Comments from Alumni

Cheryl Stucky, Ph.D. 1995
Current Position:
Department of Cell Biology, Neurobiology and Anatomy
Medical College of Wisconsin

I feel extremely fortunate to have received my Ph.D. training in the Graduate Program in Neuroscience at the University of Minnesota for a number of reasons. The beginning course at Lake Itasca gave me my first hands-on experience with an oscilloscope. At that time, I found electrophysiological recordings to be completely intimidating, but through this experience, I became fascinated by the sophisticated techniques we have available to study the function of single neurons in vitro and in vivo.
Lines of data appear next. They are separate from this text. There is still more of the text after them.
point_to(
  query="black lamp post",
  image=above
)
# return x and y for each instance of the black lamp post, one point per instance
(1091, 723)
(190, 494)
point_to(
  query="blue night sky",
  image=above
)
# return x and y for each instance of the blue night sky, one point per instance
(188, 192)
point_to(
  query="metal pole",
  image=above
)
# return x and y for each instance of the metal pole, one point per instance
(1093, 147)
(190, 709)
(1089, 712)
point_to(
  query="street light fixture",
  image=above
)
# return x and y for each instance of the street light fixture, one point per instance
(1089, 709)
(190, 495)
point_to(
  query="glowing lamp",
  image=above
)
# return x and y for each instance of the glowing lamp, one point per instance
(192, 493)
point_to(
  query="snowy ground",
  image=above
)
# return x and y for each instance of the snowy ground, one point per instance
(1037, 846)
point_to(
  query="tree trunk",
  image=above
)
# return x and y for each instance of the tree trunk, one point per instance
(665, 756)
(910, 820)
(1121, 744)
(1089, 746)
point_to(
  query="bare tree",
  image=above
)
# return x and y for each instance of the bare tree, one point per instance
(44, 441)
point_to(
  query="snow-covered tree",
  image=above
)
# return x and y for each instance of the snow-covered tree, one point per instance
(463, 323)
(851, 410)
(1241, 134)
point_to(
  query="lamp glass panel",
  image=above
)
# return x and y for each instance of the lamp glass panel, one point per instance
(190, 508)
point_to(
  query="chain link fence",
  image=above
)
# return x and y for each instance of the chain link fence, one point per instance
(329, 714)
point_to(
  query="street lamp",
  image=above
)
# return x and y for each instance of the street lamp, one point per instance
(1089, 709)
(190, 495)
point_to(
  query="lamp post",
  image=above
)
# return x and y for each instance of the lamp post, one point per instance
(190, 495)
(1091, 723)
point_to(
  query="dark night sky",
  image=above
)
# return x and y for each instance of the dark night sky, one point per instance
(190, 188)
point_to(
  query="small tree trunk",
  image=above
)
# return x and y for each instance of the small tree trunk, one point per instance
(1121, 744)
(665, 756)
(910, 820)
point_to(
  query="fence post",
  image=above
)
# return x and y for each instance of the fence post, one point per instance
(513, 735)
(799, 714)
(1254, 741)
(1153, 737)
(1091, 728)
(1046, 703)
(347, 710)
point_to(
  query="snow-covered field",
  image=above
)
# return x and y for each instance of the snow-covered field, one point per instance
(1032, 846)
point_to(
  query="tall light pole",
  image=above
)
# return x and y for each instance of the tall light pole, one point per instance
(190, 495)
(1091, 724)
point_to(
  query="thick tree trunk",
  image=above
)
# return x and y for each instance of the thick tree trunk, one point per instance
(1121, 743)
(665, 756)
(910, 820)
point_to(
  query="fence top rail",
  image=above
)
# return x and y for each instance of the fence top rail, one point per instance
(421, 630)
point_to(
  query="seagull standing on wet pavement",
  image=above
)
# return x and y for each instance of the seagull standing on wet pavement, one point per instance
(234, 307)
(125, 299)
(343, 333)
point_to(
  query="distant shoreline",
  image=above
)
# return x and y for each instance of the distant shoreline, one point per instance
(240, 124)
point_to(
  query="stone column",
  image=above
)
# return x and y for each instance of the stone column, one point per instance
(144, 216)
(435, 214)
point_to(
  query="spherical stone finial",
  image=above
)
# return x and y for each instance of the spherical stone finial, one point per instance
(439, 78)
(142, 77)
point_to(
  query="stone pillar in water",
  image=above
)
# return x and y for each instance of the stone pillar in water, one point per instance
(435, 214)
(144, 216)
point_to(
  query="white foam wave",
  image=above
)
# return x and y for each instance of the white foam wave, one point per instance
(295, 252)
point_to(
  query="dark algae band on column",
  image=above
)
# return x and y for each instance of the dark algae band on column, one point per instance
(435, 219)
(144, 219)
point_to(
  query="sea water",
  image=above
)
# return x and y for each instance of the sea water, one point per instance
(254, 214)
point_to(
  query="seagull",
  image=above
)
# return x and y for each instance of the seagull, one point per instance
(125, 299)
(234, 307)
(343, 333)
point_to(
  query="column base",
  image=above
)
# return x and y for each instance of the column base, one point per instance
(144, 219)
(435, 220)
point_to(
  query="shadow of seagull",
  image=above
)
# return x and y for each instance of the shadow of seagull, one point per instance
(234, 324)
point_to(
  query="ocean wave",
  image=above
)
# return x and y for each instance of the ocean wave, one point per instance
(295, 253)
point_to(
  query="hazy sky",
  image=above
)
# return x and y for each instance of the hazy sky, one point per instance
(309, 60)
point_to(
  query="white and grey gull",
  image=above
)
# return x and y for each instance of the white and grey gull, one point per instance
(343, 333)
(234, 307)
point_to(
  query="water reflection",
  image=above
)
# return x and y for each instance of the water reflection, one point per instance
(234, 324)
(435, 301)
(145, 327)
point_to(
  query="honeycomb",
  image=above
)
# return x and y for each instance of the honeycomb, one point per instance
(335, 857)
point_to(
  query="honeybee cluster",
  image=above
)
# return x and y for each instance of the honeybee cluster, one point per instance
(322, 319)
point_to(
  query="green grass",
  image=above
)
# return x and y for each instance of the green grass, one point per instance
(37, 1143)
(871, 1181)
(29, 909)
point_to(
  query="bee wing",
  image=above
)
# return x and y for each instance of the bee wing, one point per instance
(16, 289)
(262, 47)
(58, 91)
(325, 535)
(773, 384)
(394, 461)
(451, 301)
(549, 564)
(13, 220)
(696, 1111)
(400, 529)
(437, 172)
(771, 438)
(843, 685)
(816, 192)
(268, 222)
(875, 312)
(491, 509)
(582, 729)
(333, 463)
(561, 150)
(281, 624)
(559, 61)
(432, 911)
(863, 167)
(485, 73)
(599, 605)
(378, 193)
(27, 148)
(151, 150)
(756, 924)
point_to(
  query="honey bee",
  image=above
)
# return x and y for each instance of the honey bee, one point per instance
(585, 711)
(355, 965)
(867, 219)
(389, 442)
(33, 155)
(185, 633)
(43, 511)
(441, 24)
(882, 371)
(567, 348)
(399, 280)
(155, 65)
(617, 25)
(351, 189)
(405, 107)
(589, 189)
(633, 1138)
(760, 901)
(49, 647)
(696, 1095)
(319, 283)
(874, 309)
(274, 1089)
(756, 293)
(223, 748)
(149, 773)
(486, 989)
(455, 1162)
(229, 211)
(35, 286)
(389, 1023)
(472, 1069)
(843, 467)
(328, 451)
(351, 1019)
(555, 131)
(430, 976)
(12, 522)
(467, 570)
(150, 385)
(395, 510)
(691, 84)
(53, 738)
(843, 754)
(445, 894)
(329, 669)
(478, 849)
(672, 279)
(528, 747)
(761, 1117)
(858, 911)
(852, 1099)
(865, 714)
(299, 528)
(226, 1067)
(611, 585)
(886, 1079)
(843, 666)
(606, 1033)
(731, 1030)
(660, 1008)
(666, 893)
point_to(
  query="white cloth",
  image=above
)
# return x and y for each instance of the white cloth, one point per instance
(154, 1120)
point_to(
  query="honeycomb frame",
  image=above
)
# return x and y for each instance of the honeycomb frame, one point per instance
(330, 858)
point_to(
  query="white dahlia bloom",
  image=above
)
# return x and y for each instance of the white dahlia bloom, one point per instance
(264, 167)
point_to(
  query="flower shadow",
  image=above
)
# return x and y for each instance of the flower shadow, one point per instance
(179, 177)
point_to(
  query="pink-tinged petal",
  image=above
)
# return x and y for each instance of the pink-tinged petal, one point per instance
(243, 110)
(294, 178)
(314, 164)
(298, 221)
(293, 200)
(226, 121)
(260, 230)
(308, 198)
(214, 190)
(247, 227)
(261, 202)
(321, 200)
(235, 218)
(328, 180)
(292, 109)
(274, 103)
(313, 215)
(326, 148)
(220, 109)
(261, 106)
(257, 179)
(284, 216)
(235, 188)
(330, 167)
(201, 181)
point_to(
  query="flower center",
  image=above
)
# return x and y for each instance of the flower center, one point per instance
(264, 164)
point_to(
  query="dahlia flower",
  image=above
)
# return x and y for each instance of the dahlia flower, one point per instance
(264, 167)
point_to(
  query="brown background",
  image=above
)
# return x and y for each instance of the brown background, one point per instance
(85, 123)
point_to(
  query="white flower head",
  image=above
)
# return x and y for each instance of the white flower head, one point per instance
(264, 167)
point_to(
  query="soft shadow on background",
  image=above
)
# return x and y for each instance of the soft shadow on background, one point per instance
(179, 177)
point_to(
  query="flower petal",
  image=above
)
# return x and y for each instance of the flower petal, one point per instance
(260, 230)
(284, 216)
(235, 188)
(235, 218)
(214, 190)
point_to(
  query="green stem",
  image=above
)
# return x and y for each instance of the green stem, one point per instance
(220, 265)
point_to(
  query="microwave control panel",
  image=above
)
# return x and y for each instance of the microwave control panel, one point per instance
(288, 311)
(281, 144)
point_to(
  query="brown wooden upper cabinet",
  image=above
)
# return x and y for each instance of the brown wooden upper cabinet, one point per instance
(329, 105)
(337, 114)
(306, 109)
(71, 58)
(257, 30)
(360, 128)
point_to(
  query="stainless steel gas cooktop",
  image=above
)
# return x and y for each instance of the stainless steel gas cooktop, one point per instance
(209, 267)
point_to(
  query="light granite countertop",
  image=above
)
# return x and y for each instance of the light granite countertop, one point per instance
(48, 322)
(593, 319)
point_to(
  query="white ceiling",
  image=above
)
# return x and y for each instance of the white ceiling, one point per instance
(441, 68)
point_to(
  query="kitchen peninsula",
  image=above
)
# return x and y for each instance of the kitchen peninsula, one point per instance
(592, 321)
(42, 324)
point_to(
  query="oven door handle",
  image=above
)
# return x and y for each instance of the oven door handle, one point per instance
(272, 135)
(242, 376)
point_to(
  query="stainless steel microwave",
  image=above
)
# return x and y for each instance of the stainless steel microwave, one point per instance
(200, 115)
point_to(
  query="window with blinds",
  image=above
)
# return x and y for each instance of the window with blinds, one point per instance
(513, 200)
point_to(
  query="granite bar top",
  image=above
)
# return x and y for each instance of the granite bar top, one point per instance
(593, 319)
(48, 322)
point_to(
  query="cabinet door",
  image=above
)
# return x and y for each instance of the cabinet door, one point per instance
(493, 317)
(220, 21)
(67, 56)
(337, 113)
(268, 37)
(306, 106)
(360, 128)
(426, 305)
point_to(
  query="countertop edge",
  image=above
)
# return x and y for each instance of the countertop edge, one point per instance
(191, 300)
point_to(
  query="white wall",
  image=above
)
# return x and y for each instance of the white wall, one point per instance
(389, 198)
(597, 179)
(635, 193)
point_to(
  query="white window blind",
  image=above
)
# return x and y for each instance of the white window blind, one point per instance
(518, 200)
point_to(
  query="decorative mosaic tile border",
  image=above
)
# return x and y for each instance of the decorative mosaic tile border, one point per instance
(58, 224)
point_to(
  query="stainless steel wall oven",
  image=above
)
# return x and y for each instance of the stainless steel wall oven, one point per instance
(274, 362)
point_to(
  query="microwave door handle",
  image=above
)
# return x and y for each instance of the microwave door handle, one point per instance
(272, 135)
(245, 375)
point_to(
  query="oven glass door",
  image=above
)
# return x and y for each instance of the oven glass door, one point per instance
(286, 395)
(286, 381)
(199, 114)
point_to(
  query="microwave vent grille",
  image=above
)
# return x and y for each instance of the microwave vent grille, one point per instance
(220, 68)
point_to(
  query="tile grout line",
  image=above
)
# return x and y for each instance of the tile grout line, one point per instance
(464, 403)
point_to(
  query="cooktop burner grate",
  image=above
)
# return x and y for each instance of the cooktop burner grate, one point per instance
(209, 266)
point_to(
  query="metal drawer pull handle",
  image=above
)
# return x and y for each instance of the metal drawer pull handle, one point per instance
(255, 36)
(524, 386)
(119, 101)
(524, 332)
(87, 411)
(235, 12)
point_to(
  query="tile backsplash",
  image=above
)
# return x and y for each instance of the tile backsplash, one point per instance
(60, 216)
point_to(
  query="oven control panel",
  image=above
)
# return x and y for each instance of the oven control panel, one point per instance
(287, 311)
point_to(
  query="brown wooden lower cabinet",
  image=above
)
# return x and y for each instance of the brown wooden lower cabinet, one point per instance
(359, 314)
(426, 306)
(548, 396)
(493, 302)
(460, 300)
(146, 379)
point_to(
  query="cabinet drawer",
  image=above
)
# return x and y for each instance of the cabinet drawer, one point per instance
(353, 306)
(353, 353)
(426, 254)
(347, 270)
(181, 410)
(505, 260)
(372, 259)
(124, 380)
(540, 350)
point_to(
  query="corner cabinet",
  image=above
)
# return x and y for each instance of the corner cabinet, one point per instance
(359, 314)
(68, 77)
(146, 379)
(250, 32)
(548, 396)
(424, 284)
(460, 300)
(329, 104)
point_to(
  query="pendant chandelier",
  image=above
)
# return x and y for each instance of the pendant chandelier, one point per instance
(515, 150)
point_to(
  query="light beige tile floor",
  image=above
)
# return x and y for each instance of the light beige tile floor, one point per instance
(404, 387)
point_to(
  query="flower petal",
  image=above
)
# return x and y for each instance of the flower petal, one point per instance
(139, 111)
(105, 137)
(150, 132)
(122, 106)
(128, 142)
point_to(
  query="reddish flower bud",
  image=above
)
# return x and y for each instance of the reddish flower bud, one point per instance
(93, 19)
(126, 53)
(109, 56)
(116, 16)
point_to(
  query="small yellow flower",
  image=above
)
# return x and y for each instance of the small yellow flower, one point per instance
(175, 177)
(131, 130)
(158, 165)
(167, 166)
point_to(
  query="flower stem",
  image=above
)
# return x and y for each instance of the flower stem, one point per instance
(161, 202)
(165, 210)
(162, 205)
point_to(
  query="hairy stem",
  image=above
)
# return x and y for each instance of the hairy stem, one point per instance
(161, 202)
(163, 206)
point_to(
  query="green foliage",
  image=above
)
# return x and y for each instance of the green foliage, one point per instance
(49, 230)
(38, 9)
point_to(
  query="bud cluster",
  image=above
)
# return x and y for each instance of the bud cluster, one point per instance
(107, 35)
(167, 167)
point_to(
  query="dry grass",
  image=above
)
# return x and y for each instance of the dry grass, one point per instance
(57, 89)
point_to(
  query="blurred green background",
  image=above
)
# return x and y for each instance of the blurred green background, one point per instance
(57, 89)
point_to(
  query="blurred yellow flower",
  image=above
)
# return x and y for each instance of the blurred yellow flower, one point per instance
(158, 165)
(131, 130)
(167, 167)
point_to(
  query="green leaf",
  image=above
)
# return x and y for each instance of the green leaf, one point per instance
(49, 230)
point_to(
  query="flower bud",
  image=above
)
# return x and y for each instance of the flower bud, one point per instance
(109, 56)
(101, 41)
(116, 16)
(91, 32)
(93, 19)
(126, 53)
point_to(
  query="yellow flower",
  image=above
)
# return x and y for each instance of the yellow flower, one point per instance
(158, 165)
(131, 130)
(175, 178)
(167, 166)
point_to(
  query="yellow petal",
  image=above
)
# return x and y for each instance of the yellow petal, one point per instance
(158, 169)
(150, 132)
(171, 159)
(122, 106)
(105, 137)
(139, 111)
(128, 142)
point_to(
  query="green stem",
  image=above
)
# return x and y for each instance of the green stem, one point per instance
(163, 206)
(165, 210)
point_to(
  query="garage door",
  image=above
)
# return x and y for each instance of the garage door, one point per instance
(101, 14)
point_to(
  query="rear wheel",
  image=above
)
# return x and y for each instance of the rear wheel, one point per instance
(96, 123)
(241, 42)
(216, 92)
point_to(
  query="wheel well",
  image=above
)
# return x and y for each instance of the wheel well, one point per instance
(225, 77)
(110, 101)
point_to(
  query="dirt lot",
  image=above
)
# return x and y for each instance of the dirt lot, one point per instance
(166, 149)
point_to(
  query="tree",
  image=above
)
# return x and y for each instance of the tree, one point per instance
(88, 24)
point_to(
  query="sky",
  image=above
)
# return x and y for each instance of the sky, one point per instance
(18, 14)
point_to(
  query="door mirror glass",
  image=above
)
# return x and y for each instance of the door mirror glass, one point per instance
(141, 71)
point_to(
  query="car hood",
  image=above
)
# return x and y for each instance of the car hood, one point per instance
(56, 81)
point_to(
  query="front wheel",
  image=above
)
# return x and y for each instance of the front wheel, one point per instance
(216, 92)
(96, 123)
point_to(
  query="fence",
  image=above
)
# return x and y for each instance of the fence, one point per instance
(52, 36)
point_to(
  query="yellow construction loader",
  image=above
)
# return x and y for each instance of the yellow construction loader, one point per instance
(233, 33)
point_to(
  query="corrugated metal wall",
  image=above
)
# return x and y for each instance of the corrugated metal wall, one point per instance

Since the Itasca course, I continued developing a strong interest in studying the function of neurons by using electrophysiological approaches...Since my first year in graduate school, I have been intensely interesting in mechanisms that drive and maintain pain, and I continued studying pain mechanisms throughout my postdoctoral training and now as an independent investigator. One of the major reasons I believe I have been successful in establishing my own laboratory for pain research in an academic institute is that I had fantastic, broad in-depth training from a tremendous number of pain-focused investigators at the University of Minnesota...Even though the Neuroscience program is highly diverse and included (at the time) over 80 faculty members, I had a very strong sense that the faculty member in the Neuroscience program really know who we graduate students were and how we were progressing, and genuinely cared about the success of each of us. My experience is that the contacts between faculty and students continue long after the graduate students move on.
James Pomonis, Ph.D. 1998
Current Position:
Research Investigator
Purdue Pharma, New Jersey
As the time since my graduation from the Program in Neuroscience continues to elapse, I grow to appreciate the many benefits of my education more and more. These benefits can best be divided into two categories: the breadth of the education I received; the relationships and the contacts I made with the faculty. During my training I received a broad but thorough education in some of the core areas of neuroscience, from the cellular to the systems levels. This education has provided me with a sound foundation upon which I have been able to continue learning throughout my career. Obviously, a key component to successful education lies in the hands of the teachers. The Program's faculty are truly one of its greatest assets. They successfully made a large university feel familiar and comfortable, enabling the formation of positive relationships between faculty and students. The relationships that I established with the faculty have continued to grow, and have proven to be very valuable assets for my career.

Timothy Gomez, Ph.D. 1995
Current Position:
Department of Anatomy
University of Wisconsin, Madison

Unlike many first year graduate students that I meet today, when I entered the Neuroscience Program at the University of Minnesota in 1989, I was not wedded to a particular research area...For my third rotation I went to Paul Letourneau's lab where he was studying nerve growth cones. Paul was using several forms of microscopy to image growing axons in culture. I can still recall seeing my first time-lapse movie of a growth cone migrating randomly across a culture dish. At that moment I became fascinated, like Paul, in how these sensory-motor specializations worked. In fact, I consider this to be the most pivotal point in my career. I became preoccupied with my studies and never considered what I was doing as work...As a faculty member less time can be spent at the bench, as more time is required in writing and reviewing grants and papers, consulting with students, and giving lectures. However, I was fortunate to have several talented graduate students join my lab and can now witness their emerging fascination with growth cones. Although my responsibilities have changed, my days are still spent thinking, learning, and teaching, which I trust I will never consider work. I am extremely thankful for my five years as a graduate students at the University of Minnesota, as I believe the Neuroscience program, its faculty, and of course my advisor provided me with the strong foundation I needed to succeed.